Googlebot doesn't seem to be bothering to follow the 301s for these files though.
The redirections are certainly working properly... there is nothing wrong with the mod. Testing it using wget to spoof a googlebot request gives this output:
- Code: Select all
wget 'http://www.lucy-pinder.tv/forum/viewforum.php?f=6&sid=fd52e349e3fec18b2eb9352c126bb97e' -O /dev/null --user-agent 'Mozilla/5.0 (compatible; Googlebot/2.1; +http://www.google.com/bot.html)'
--18:25:04-- http://www.lucy-pinder.tv/forum/viewforum.php?f=6&sid=fd52e349e3fec18b2eb9352c126bb97e
=> `/dev/null'
Resolving www.lucy-pinder.tv... 213.162.113.18
Connecting to www.lucy-pinder.tv|213.162.113.18|:80... connected.
HTTP request sent, awaiting response... 301 Moved Permanently
Location: http://www.lucy-pinder.tv/forum/what-s-this-all-about-then-f6.html [following]
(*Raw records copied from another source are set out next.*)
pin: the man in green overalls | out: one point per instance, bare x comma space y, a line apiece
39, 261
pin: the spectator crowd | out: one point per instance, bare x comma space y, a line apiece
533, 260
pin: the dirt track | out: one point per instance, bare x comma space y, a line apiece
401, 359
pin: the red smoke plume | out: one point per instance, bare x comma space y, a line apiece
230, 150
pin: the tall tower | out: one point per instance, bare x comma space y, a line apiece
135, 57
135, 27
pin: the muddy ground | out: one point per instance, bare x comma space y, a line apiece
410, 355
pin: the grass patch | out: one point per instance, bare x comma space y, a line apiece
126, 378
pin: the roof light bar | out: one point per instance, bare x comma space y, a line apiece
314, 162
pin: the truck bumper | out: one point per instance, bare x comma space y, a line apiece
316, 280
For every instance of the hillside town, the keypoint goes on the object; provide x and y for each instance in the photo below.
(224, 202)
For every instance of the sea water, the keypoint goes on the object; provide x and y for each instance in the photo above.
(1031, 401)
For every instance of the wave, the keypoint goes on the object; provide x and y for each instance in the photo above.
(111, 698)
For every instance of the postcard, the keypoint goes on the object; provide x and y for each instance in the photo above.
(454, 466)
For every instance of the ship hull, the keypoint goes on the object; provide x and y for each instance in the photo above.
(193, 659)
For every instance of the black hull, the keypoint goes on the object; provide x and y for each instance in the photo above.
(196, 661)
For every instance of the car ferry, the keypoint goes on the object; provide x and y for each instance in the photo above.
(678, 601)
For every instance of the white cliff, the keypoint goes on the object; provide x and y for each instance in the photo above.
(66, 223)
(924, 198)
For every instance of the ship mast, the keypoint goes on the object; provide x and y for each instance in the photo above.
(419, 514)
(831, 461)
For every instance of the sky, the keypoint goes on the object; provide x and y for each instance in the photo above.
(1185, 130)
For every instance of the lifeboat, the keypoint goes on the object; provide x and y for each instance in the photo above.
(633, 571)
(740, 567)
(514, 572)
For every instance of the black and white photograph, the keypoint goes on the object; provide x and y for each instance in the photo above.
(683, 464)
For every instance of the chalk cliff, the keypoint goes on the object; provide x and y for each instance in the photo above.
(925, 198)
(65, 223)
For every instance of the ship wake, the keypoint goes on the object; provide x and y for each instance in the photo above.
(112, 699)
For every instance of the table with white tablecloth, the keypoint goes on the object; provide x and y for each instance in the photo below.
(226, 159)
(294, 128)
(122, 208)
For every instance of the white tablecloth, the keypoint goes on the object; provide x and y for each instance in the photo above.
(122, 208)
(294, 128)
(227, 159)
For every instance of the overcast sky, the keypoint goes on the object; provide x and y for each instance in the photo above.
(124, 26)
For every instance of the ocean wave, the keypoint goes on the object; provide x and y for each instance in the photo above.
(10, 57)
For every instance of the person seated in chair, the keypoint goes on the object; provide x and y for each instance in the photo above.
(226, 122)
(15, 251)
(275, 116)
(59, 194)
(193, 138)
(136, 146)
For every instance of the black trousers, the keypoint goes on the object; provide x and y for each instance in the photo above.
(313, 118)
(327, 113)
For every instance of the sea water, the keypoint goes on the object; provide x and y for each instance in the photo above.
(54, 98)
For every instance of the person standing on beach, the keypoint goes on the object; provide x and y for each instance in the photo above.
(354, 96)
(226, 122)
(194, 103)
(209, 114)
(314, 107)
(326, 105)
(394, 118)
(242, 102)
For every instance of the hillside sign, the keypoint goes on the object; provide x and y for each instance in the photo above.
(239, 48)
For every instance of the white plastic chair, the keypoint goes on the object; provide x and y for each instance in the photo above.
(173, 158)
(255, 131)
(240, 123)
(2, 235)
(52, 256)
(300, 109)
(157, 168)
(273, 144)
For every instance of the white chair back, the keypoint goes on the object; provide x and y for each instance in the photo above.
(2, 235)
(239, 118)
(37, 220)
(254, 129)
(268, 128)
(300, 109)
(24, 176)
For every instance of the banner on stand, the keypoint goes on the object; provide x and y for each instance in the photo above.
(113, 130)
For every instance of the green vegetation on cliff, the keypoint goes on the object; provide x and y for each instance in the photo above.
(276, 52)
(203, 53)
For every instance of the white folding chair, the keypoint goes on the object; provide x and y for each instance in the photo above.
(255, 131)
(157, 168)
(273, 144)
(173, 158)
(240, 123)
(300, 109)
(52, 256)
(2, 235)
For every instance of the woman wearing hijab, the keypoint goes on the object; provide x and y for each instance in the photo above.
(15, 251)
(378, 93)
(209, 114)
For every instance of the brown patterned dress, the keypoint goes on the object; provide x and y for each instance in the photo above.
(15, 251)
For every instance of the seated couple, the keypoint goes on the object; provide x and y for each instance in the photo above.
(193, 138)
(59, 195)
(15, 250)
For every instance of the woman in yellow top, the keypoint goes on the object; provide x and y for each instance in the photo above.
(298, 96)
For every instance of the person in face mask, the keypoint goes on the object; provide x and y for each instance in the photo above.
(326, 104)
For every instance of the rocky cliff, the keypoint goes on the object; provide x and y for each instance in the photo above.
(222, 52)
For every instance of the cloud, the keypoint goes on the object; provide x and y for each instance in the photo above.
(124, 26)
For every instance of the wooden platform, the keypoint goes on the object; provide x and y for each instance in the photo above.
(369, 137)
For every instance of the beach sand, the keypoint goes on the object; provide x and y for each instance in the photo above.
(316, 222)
--18:25:04-- http://www.lucy-pinder.tv/forum/what-s-this-all-about-then-f6.html
=> `/dev/null'
Reusing existing connection to www.lucy-pinder.tv:80.
HTTP request sent, awaiting response... 200 OK
Length: unspecified [text/html]
[ <=> ] 19,439 --.--K/s
18:25:05 (674.61 KB/s) - `/dev/null' saved [19439]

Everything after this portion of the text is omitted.